If you can't afford the expensive options, then I'd go for as many rack-mounted servers with 4 or 8 cores per box (choice is price dependent, and maybe even 16 cores per box is worth considering today) and, today, I'd be planning for at least 4GB RAM per core. Then you need the fastest interconnect you can afford; GB Ethernet is fine, but Infiniband (or the other one whose name I forget) is finer, though the jump in price is noticeable. And you'll need a PC to act as head node for your new cluster, running the job management system and other stuff. There's a ton of excellent material on the Internet on building and running clusters, often under the heading of Beowulf, which was the name of what is considered to have been the first 'home-brew' cluster.

Now, since you have until February to get your lab up and running, fire 2 of your colleagues and turn their PCs into a mini-Beowulf. Download and install a likely-looking MPI installation (OpenMPI is good but there are others to consider and your o/s might dictate another choice). Now you can start getting ready for when the lab is ready.
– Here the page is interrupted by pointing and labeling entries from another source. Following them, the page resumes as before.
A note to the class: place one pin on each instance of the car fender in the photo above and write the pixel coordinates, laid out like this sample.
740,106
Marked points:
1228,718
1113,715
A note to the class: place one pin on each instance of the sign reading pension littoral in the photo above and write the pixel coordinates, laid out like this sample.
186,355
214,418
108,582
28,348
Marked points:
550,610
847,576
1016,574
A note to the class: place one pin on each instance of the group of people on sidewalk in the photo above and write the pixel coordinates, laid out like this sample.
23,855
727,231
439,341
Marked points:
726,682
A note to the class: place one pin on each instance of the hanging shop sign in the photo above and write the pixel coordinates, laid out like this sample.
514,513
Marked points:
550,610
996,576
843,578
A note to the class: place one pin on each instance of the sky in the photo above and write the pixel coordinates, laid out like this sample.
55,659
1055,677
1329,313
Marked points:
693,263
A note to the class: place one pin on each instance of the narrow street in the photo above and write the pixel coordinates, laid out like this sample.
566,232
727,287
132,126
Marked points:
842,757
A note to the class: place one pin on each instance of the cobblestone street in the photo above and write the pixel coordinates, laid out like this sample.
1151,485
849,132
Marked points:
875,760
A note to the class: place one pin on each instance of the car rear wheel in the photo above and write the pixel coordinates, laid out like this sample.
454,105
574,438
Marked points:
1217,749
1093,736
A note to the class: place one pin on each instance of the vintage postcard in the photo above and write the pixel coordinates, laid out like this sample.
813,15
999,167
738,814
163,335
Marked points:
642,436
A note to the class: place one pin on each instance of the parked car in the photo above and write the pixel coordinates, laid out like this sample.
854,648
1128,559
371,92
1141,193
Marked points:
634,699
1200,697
PS You don't have to fire 2 people if you can scavenge 2 PCs some other way. And the PCs can be old and inadequate for desktop use they are just going to be a training platform for you and your colleagues (if you have any left). The more nearly identical they are the better.

As said above, OpenMP is certainly the easier way to program as compared to MPI because of incremental parallelization. OpenMP has been used mostly for fine grain parallelism (loop level), while MPI more of a coarse-grain parallelism (domain decomposition). Both are good ways to obtain parallel performance.

We have an OpenMP and an MPI versions of our software (Fortran) and Customers use both depending on their needs.

With the current trends in multi-core architecture, hybrid OpenMP-MPI is another viable approach.